Em comunicado divulgado nas redes sociais, a Federação Alemã de Futebol (DFB) apoiou os jogadores.

“Queríamos usar a nossa braçadeira de capitão para defender os valores que defendemos dentro da seleção alemã: diversidade e respeito mútuo. Com outras nações, queríamos que nossa voz fosse ouvida”, diz o comunicado.

“Não se tratava de fazer uma declaração política, mas os direitos humanos não são negociáveis.

“Deveria ser dado como certo, mas ainda não é. É por isso que esta mensagem é tão importante para nós.

“Recusar-nos a braçadeira é negar-nos o voto. Mantemos a nossa posição.”

O governo alemão apoiou a posição e a ministra do Interior do país, Nancy Faeser, sentada ao lado do presidente da Fifa, Gianni Infantino, nas arquibancadas, exibiu a braçadeira enquanto conversava com o administrador do futebol.

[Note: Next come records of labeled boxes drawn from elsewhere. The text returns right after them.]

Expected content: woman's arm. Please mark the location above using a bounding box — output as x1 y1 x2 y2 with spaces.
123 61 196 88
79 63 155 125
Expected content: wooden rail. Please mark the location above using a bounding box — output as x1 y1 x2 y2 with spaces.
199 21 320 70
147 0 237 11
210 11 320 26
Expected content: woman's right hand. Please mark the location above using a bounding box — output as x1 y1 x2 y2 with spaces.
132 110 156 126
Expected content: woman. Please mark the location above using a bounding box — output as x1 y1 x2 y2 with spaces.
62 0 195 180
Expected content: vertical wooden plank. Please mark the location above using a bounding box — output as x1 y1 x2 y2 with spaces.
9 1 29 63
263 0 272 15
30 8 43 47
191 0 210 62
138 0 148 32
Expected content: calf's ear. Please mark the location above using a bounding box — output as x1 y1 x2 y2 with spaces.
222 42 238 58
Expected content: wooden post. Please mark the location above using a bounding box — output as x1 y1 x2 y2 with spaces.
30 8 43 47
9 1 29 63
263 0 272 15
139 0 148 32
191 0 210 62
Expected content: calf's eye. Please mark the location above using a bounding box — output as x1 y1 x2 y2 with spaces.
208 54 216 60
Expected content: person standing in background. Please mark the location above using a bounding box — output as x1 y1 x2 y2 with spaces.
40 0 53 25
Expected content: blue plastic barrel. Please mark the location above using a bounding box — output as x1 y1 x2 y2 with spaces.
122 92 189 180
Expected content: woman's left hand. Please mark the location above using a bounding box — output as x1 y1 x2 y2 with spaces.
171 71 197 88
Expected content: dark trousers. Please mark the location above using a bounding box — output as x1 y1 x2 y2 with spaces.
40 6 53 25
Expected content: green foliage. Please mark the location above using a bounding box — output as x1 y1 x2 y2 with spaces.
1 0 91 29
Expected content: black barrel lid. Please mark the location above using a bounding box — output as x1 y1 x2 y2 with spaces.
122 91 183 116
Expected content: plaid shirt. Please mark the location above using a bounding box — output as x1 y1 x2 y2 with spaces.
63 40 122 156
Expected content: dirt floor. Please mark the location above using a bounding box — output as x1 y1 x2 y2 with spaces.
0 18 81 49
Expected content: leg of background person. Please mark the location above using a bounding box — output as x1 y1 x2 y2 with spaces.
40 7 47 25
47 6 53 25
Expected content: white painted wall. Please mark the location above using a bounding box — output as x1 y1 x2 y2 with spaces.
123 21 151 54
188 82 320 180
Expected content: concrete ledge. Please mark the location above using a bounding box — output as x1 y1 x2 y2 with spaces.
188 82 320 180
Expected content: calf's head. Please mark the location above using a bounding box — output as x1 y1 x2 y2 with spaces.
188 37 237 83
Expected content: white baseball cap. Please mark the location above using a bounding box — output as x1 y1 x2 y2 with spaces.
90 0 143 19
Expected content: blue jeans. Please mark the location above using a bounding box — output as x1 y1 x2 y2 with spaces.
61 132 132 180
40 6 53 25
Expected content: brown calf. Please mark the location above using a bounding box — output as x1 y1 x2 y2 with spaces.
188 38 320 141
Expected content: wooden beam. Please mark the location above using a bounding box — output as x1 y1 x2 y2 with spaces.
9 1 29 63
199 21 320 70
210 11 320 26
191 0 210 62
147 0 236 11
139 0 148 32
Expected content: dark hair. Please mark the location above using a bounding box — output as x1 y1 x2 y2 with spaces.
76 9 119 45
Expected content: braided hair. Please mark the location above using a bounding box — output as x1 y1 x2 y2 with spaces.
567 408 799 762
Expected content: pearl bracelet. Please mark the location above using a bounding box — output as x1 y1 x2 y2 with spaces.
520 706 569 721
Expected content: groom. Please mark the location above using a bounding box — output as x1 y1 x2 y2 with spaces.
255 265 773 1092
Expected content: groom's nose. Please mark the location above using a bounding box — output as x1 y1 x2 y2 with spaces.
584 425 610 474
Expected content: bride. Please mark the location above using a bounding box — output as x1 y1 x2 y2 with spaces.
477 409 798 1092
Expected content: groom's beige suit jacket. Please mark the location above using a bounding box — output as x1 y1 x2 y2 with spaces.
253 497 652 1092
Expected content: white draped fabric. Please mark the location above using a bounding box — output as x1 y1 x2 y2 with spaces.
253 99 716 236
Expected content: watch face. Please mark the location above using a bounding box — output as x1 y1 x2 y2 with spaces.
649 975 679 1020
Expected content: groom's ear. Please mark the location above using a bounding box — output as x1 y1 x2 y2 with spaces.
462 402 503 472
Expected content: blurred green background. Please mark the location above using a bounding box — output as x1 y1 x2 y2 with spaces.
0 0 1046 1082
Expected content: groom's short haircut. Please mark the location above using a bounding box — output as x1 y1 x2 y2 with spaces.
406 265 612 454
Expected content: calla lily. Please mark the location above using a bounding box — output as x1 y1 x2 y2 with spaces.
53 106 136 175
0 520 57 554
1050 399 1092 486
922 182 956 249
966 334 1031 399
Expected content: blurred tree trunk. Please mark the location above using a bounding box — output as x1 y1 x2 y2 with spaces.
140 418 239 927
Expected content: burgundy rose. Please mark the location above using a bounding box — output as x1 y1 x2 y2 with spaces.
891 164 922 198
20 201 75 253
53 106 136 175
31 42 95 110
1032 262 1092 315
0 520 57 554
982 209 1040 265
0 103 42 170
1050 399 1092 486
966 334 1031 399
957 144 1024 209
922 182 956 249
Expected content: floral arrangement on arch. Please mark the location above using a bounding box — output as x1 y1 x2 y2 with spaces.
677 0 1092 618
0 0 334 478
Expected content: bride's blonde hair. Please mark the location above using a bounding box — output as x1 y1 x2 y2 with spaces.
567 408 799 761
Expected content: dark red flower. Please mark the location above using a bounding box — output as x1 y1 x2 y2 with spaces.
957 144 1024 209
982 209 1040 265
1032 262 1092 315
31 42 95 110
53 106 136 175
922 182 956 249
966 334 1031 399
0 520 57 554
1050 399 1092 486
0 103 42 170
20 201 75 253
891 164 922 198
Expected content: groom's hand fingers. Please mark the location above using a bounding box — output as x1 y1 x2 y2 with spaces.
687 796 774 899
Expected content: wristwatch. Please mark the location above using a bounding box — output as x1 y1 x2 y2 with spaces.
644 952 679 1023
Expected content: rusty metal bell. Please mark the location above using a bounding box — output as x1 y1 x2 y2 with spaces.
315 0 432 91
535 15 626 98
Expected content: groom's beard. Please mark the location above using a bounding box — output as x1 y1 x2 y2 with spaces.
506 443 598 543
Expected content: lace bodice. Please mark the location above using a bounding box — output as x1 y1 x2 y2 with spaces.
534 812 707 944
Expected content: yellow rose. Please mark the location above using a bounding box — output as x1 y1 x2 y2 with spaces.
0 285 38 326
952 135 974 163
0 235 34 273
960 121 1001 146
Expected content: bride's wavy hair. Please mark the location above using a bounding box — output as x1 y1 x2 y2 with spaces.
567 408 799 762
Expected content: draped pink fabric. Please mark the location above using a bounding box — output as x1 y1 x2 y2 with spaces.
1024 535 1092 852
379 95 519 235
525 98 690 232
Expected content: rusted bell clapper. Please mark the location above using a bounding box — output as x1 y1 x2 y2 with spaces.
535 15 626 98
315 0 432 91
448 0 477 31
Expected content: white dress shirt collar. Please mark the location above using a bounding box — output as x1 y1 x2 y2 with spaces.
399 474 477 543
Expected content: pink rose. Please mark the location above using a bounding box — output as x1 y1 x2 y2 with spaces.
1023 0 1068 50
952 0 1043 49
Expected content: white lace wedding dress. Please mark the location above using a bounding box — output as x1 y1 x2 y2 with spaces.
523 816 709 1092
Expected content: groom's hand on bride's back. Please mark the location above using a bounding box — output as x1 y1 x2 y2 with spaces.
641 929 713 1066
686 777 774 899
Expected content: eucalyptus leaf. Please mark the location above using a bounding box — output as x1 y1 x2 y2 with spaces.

Anteriormente, ela havia criticado a Fifa, dizendo que a ameaça de sanções era um comportamento errado e inaceitável.

“Não está certo, a pressão sobre as federações”, disse Faeser durante uma visita a um evento da federação alemã em Doha antes da partida.

“Atualmente, é incompreensível que a Fifa não queira que as pessoas defendam abertamente a tolerância e contra a discriminação.”

A defesa dos direitos humanos acabou sendo o verdadeiro destaque da noite para a Alemanha, que parecia estar no controle durante grande parte do jogo.

Um jogador de azul coloca a cabeça entre as mãos na frente do gol, enquanto outros dois jogadores têm uma mão no ar.
Daizen Maeda, do Japão, reage após anular seu gol por impedimento.(Reuters: Fabrice Bensch)

A única chance real criada pelo Japão no primeiro tempo veio quando o atacante Daezen Maeda balançou a rede aos 8 minutos, apenas para ser impedido.

A partir daí, foi a Alemanha quem controlou o jogo e lançou onda após onda de futebol de ataque para pressionar o Japão.

Aos 33 minutos, a parede de barragem, que havia repelido vários ataques alemães, finalmente quebrou, quando o goleiro Shuichi Gonda fez uma falta desajeitada em David Raum ao empurrar o alemão para a superfície.

Ilkay Gundogan interveio e mandou Gonda para o lado errado para marcar para os alemães e dar a eles uma vantagem de 1 a 0.

A bola está no gol enquanto um jogador está na linha do pênalti e a defesa está no chão.
Ilkay Gundogan marcou calmamente de pênalti para a Alemanha.(Reuters: Fabrice Bensch)

E parecia que eles haviam dobrado a vantagem antes do intervalo, quando Kai Havertz acertou a trave, mas foi impedido no que acabou sendo um erro caro.

A derrota da Alemanha ocorre logo após a Argentina, também campeã do mundo, humilhada pela Arábia Saudita e colocando-a em uma posição precária no que está sendo anunciado como um ‘grupo da morte’, incluindo também Espanha e Costa Rica.

É um confronto desajeitadamente familiar para os quatro vezes vencedores e uma repetição do pesadelo que tiveram na Rússia em 2018, quando perderam a primeira partida para o México, antes de uma derrota para a Coreia do Sul. du Sud em sua última partida do grupo os viu falhar. fazer a rodada de 16.